3. Write three descriptions of the outfit you are wearing: as it might be seen by an artist, a tailor, and a nudist.
At young age of nineteen I had got to my nude beach. I was wearing a white two piece bikini and a light sun dress over it, the dress went to my middle of my upper tights. I was shocked to see many people wearing Speedos. Both girls and guys wearing very small Speedos, I think I would be more comfortable if they were all just plain nude. I can feel every eye on me; I had become the big fat elephant in a small little room, but wasn’t a little room it was a beach filled with millions of eyes, full of judgment. As I look down at my dress, I could start to see sweat marks between my boobs. I felt as if the big fat elephant was sitting on my chest stopping all air from circulating my body. My friend and her mother, whom lived about ten minutes from this beach must of seen all of my color drain out of my face. My friend’s mother takes me by my hand and started walking me back to the car.

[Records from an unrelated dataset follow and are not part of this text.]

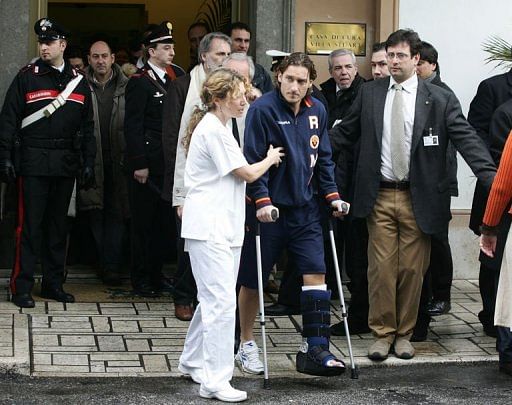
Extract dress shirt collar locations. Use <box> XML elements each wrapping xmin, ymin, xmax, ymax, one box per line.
<box><xmin>147</xmin><ymin>60</ymin><xmax>166</xmax><ymax>82</ymax></box>
<box><xmin>388</xmin><ymin>73</ymin><xmax>418</xmax><ymax>94</ymax></box>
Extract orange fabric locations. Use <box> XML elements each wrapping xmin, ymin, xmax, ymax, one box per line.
<box><xmin>165</xmin><ymin>66</ymin><xmax>176</xmax><ymax>81</ymax></box>
<box><xmin>483</xmin><ymin>130</ymin><xmax>512</xmax><ymax>227</ymax></box>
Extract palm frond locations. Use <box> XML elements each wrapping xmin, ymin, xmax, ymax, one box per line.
<box><xmin>482</xmin><ymin>35</ymin><xmax>512</xmax><ymax>69</ymax></box>
<box><xmin>195</xmin><ymin>0</ymin><xmax>232</xmax><ymax>33</ymax></box>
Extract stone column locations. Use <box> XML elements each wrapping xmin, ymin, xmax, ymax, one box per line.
<box><xmin>0</xmin><ymin>0</ymin><xmax>33</xmax><ymax>102</ymax></box>
<box><xmin>251</xmin><ymin>0</ymin><xmax>295</xmax><ymax>71</ymax></box>
<box><xmin>0</xmin><ymin>0</ymin><xmax>32</xmax><ymax>269</ymax></box>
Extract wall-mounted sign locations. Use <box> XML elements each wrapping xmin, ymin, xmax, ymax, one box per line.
<box><xmin>305</xmin><ymin>22</ymin><xmax>366</xmax><ymax>56</ymax></box>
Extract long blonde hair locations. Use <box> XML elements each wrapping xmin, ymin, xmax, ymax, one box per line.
<box><xmin>183</xmin><ymin>68</ymin><xmax>251</xmax><ymax>153</ymax></box>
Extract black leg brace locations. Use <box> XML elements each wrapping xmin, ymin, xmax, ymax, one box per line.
<box><xmin>296</xmin><ymin>289</ymin><xmax>345</xmax><ymax>377</ymax></box>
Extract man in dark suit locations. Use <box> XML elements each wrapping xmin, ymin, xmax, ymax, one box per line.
<box><xmin>329</xmin><ymin>29</ymin><xmax>496</xmax><ymax>361</ymax></box>
<box><xmin>468</xmin><ymin>67</ymin><xmax>512</xmax><ymax>337</ymax></box>
<box><xmin>320</xmin><ymin>49</ymin><xmax>366</xmax><ymax>128</ymax></box>
<box><xmin>318</xmin><ymin>49</ymin><xmax>369</xmax><ymax>335</ymax></box>
<box><xmin>124</xmin><ymin>22</ymin><xmax>180</xmax><ymax>297</ymax></box>
<box><xmin>161</xmin><ymin>32</ymin><xmax>231</xmax><ymax>320</ymax></box>
<box><xmin>412</xmin><ymin>41</ymin><xmax>459</xmax><ymax>341</ymax></box>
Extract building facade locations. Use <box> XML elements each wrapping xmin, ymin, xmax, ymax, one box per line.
<box><xmin>1</xmin><ymin>0</ymin><xmax>511</xmax><ymax>276</ymax></box>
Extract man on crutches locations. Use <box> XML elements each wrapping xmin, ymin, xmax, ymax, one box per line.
<box><xmin>237</xmin><ymin>52</ymin><xmax>349</xmax><ymax>377</ymax></box>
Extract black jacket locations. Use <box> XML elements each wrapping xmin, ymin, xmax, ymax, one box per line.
<box><xmin>429</xmin><ymin>73</ymin><xmax>458</xmax><ymax>197</ymax></box>
<box><xmin>252</xmin><ymin>63</ymin><xmax>273</xmax><ymax>94</ymax></box>
<box><xmin>124</xmin><ymin>63</ymin><xmax>173</xmax><ymax>176</ymax></box>
<box><xmin>468</xmin><ymin>68</ymin><xmax>512</xmax><ymax>234</ymax></box>
<box><xmin>0</xmin><ymin>59</ymin><xmax>95</xmax><ymax>177</ymax></box>
<box><xmin>320</xmin><ymin>74</ymin><xmax>366</xmax><ymax>129</ymax></box>
<box><xmin>320</xmin><ymin>74</ymin><xmax>365</xmax><ymax>198</ymax></box>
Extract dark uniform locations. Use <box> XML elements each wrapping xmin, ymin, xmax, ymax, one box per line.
<box><xmin>124</xmin><ymin>22</ymin><xmax>183</xmax><ymax>296</ymax></box>
<box><xmin>0</xmin><ymin>18</ymin><xmax>95</xmax><ymax>307</ymax></box>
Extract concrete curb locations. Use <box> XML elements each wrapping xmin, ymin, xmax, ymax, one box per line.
<box><xmin>0</xmin><ymin>314</ymin><xmax>30</xmax><ymax>376</ymax></box>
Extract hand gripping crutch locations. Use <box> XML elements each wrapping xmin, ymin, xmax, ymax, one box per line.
<box><xmin>255</xmin><ymin>208</ymin><xmax>278</xmax><ymax>389</ymax></box>
<box><xmin>329</xmin><ymin>202</ymin><xmax>359</xmax><ymax>379</ymax></box>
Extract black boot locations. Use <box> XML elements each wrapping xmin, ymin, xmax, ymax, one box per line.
<box><xmin>11</xmin><ymin>293</ymin><xmax>35</xmax><ymax>308</ymax></box>
<box><xmin>296</xmin><ymin>289</ymin><xmax>345</xmax><ymax>377</ymax></box>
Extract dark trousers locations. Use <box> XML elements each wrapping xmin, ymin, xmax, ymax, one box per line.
<box><xmin>429</xmin><ymin>224</ymin><xmax>453</xmax><ymax>302</ymax></box>
<box><xmin>498</xmin><ymin>327</ymin><xmax>512</xmax><ymax>364</ymax></box>
<box><xmin>416</xmin><ymin>267</ymin><xmax>433</xmax><ymax>330</ymax></box>
<box><xmin>478</xmin><ymin>214</ymin><xmax>512</xmax><ymax>327</ymax></box>
<box><xmin>172</xmin><ymin>213</ymin><xmax>197</xmax><ymax>305</ymax></box>
<box><xmin>86</xmin><ymin>165</ymin><xmax>125</xmax><ymax>271</ymax></box>
<box><xmin>128</xmin><ymin>175</ymin><xmax>171</xmax><ymax>288</ymax></box>
<box><xmin>341</xmin><ymin>217</ymin><xmax>369</xmax><ymax>323</ymax></box>
<box><xmin>10</xmin><ymin>176</ymin><xmax>75</xmax><ymax>295</ymax></box>
<box><xmin>275</xmin><ymin>210</ymin><xmax>369</xmax><ymax>318</ymax></box>
<box><xmin>416</xmin><ymin>223</ymin><xmax>453</xmax><ymax>330</ymax></box>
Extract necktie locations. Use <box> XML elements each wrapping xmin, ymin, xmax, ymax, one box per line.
<box><xmin>390</xmin><ymin>83</ymin><xmax>408</xmax><ymax>180</ymax></box>
<box><xmin>232</xmin><ymin>118</ymin><xmax>240</xmax><ymax>146</ymax></box>
<box><xmin>336</xmin><ymin>89</ymin><xmax>343</xmax><ymax>102</ymax></box>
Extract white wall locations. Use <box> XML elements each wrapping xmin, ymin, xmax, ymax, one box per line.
<box><xmin>399</xmin><ymin>0</ymin><xmax>512</xmax><ymax>209</ymax></box>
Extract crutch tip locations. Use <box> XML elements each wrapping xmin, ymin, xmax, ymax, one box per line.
<box><xmin>263</xmin><ymin>379</ymin><xmax>271</xmax><ymax>389</ymax></box>
<box><xmin>350</xmin><ymin>367</ymin><xmax>359</xmax><ymax>379</ymax></box>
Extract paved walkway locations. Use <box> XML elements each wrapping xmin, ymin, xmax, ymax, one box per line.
<box><xmin>0</xmin><ymin>278</ymin><xmax>498</xmax><ymax>377</ymax></box>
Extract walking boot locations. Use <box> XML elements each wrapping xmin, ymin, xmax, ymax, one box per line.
<box><xmin>296</xmin><ymin>289</ymin><xmax>345</xmax><ymax>377</ymax></box>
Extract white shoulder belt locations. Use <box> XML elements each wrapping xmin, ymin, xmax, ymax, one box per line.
<box><xmin>21</xmin><ymin>74</ymin><xmax>84</xmax><ymax>129</ymax></box>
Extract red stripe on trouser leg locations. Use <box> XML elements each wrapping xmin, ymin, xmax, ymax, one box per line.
<box><xmin>10</xmin><ymin>177</ymin><xmax>25</xmax><ymax>295</ymax></box>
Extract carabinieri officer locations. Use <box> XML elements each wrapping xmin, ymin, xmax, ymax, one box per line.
<box><xmin>0</xmin><ymin>18</ymin><xmax>96</xmax><ymax>308</ymax></box>
<box><xmin>124</xmin><ymin>21</ymin><xmax>183</xmax><ymax>297</ymax></box>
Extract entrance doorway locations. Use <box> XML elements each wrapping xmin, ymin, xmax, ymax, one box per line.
<box><xmin>47</xmin><ymin>0</ymin><xmax>242</xmax><ymax>72</ymax></box>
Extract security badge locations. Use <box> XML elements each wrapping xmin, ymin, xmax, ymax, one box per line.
<box><xmin>423</xmin><ymin>127</ymin><xmax>439</xmax><ymax>147</ymax></box>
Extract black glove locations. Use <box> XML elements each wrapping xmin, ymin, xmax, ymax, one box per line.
<box><xmin>0</xmin><ymin>159</ymin><xmax>16</xmax><ymax>183</ymax></box>
<box><xmin>80</xmin><ymin>166</ymin><xmax>95</xmax><ymax>190</ymax></box>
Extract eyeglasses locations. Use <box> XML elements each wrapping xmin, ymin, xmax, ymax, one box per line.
<box><xmin>386</xmin><ymin>52</ymin><xmax>410</xmax><ymax>61</ymax></box>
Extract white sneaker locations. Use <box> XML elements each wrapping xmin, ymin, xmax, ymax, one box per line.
<box><xmin>235</xmin><ymin>340</ymin><xmax>264</xmax><ymax>375</ymax></box>
<box><xmin>199</xmin><ymin>385</ymin><xmax>247</xmax><ymax>402</ymax></box>
<box><xmin>177</xmin><ymin>363</ymin><xmax>203</xmax><ymax>384</ymax></box>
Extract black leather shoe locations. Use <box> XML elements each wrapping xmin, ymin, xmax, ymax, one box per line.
<box><xmin>483</xmin><ymin>324</ymin><xmax>498</xmax><ymax>338</ymax></box>
<box><xmin>40</xmin><ymin>287</ymin><xmax>75</xmax><ymax>303</ymax></box>
<box><xmin>499</xmin><ymin>362</ymin><xmax>512</xmax><ymax>376</ymax></box>
<box><xmin>133</xmin><ymin>283</ymin><xmax>159</xmax><ymax>298</ymax></box>
<box><xmin>427</xmin><ymin>300</ymin><xmax>451</xmax><ymax>316</ymax></box>
<box><xmin>264</xmin><ymin>303</ymin><xmax>300</xmax><ymax>316</ymax></box>
<box><xmin>11</xmin><ymin>293</ymin><xmax>35</xmax><ymax>308</ymax></box>
<box><xmin>478</xmin><ymin>311</ymin><xmax>497</xmax><ymax>337</ymax></box>
<box><xmin>153</xmin><ymin>276</ymin><xmax>175</xmax><ymax>293</ymax></box>
<box><xmin>330</xmin><ymin>319</ymin><xmax>371</xmax><ymax>336</ymax></box>
<box><xmin>411</xmin><ymin>313</ymin><xmax>431</xmax><ymax>342</ymax></box>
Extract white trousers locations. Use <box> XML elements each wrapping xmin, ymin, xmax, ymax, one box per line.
<box><xmin>179</xmin><ymin>239</ymin><xmax>241</xmax><ymax>393</ymax></box>
<box><xmin>495</xmin><ymin>230</ymin><xmax>512</xmax><ymax>329</ymax></box>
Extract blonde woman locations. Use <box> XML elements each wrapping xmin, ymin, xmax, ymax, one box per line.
<box><xmin>178</xmin><ymin>68</ymin><xmax>284</xmax><ymax>402</ymax></box>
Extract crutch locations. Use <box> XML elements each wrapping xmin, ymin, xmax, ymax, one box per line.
<box><xmin>255</xmin><ymin>208</ymin><xmax>278</xmax><ymax>389</ymax></box>
<box><xmin>329</xmin><ymin>202</ymin><xmax>359</xmax><ymax>379</ymax></box>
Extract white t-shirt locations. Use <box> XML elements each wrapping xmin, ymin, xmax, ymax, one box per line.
<box><xmin>181</xmin><ymin>112</ymin><xmax>249</xmax><ymax>247</ymax></box>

As I looked back on that day, the reality was it was around nine in the morning only about thirty residents of the beach from the beach front apartments were there. My mind took over every two minutes as I stood there on that beach. I know they were looking at me but not in the way my mind munipulated myself to see it. My friend’s mother explained that no one cares if I was wearing clothes or not. She told that most nudists, see too many out of town to care way more. The only reason they where looking at me was, due to the fact I couldn’t stop staring at them. They didn’t care that I was wearing a dress, as my friend’s mother put it how do they know we weren’t going to strip down and start running around? Most of those people on the beach that day where middle age and didn’t care to judge.
Growing up in California I did a lot of camping and was always surround with local college students taking film classes, which my aunt took every summer. The family had become close friend with the college teacher Lee. Lee would always use me to model the light, due to the fact that I was the only person on the camping trip not taking his class. After having to hike miles to get to the spot he wanted to take picture of I would have to sit there, in a puddle of my own sweat and have pictures taken. When I saw the pictures they took, I would always be shocked to not see my sweaty face. Every picture had different views and was pretty in its own way.
If they where to take a picture or draw me right now, it wouldn't be pretty. I am wearing my favorite big, holey, stained, t-shirt I been wearing to bed for the past five years now. I just don’t think anyone getting to find a view of what I am wearing to be anything more then someone rolling out of bed. But then again artist always have a way of seeing the world in a very different point of view and it’s not always a view you would want the world to see.
And lastly a tailor I never have been around a tailor; I have a feeling that a tailor wouldn’t be pleased to see what I am wearing. When I think of a tailor I think of the show “what not to wear,” and “project runway.” In both shows I see the people telling people not to leave the house in what I am wearing in my favorite big, holey, stained, t-shirt. I think they would see me as someone not fashionable, lazy, and a home body that stoped getting dressed for the day.